I wake early, shower, shave, dress and get ready for work. My quick breakfast is usually toast, Marmite and fruit juice. My wife, Ann, is usually busy chasing our daughters Cinta and Faith, who both struggle to get ready for school.
On a school day and if I’m in Dubai I have the pleasure of the school run to Emirates International School in The Meadows. We chat in French on most days as Cinta and Faith only came to Dubai from Kenya in June and French is completely new to them, but they’re learning fast and doing well. We say au revoir and they go and join their friends and I head to my office in JLT [Jumeirah Lakes Towers], where I’ll be first in due to my early start.
Everyone is in the office by this time. There are five of us, but I’m the only guy. Working with Joyce, Tamimah, Kara and Svetlana is great fun and we’re all good friends as well as colleagues. The pressure is on right now, as we have a major conference coming up and we need to make sure everything is ready, as well as ensure we get the maximum possible numbers of visitors.
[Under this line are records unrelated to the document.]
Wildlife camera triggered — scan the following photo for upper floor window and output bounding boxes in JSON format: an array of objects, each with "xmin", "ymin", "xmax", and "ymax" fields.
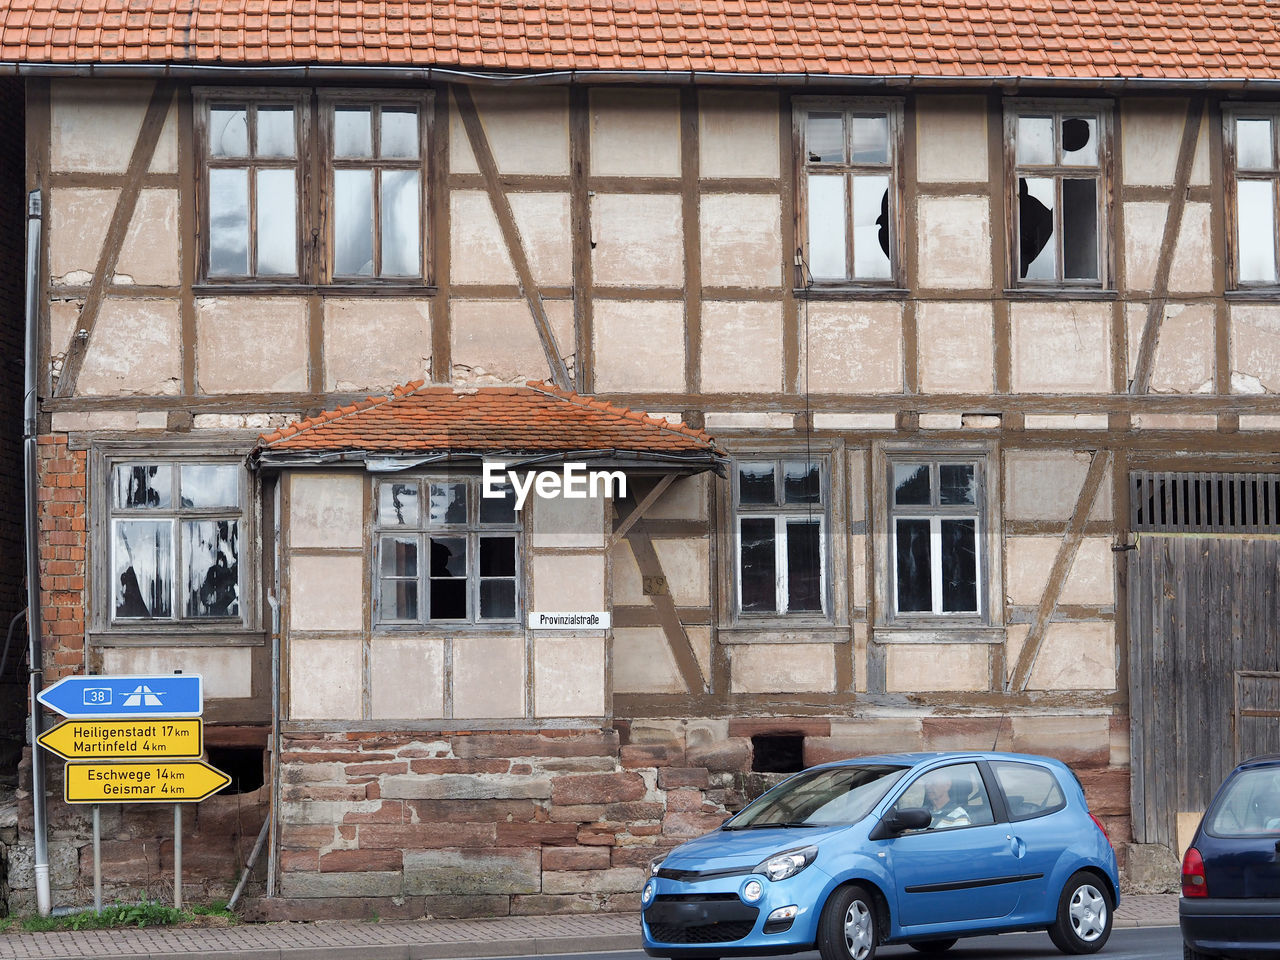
[
  {"xmin": 796, "ymin": 99, "xmax": 901, "ymax": 285},
  {"xmin": 1008, "ymin": 101, "xmax": 1110, "ymax": 286},
  {"xmin": 890, "ymin": 457, "xmax": 983, "ymax": 619},
  {"xmin": 735, "ymin": 458, "xmax": 826, "ymax": 616},
  {"xmin": 1227, "ymin": 108, "xmax": 1280, "ymax": 287}
]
As well as the conference, I’m working as a consultant on a major project to move a petrochemical plant from Austria to Azerbaijan. This means dismantling it in Vienna, shipping it and rebuilding, just like a big jigsaw. It sounds complicated and, trust me, it really is. Our main contractor is in Milan, so this is the time that my European colleagues start to appear online and things really start to get busy. Also, working on a job like this means I spend half my life travelling – when my friends want to meet up, the first question is usually “where are you today”?
Lunch is normally something in the office. JLT has so many food outlets that deliver, so we have a lot to choose from. As I’m still sticking to my New Year’s healthy eating resolution, today I’m ordering noodles from Wokyo. Very tasty.
It’s time for a Skype call with my colleague Andrea in Milan. He always says “this won’t take long” and we inevitably end up talking for an hour or so, but on a project with so many interfaces and so many parties involved, good communication is essential.
I’m travelling to Kuala Lumpur on Saturday to deliver a training course, so it’s time for final preparations and to book my ticket. The prospect of leaving Dubai at 4am on Saturday isn’t the best but it gives me a decent arrival time and some time to see the city. In any case, I travel such a lot, so being able to sleep on the plane isn’t an issue for me.
This is generally the time when I check on the numbers and current issues related to the conference with Tamimah and Svetlana. Have we reached our targets? What do we need to plan for tomorrow? We are happy when we’ve received a lot of bookings during the day but with a lot of competing events, we really have to be excellent in our marketing efforts. When the conferences are getting closer, they both dream about it: sometimes good and sometimes nightmares. It’s a bit like those dreams people have about sitting their exams and not having done revision.
Time for dinner. We cook different things, sometimes Kenyan, sometimes European. Ann still loves the Kenyan staples of ugali and sukuma wiki. If I cook, then it’s something more European as a rule, although I like to make curry if I have the time.
This is when I generally go out to stretch my legs. I usually like to stroll down The Walk at JBR, although it is a bit of a construction site at the moment. One of the pleasures of living in Dubai is being able to walk outside in January without being freezing cold, unlike back home in the UK. After the walk, it’s time for a bit of TV before retiring to bed.
Normally bedtime is early during the week. I like my eight hours’ sleep and with getting up at six, this is normally the time I nod off. Hopefully it’s not my turn to dream about conferences.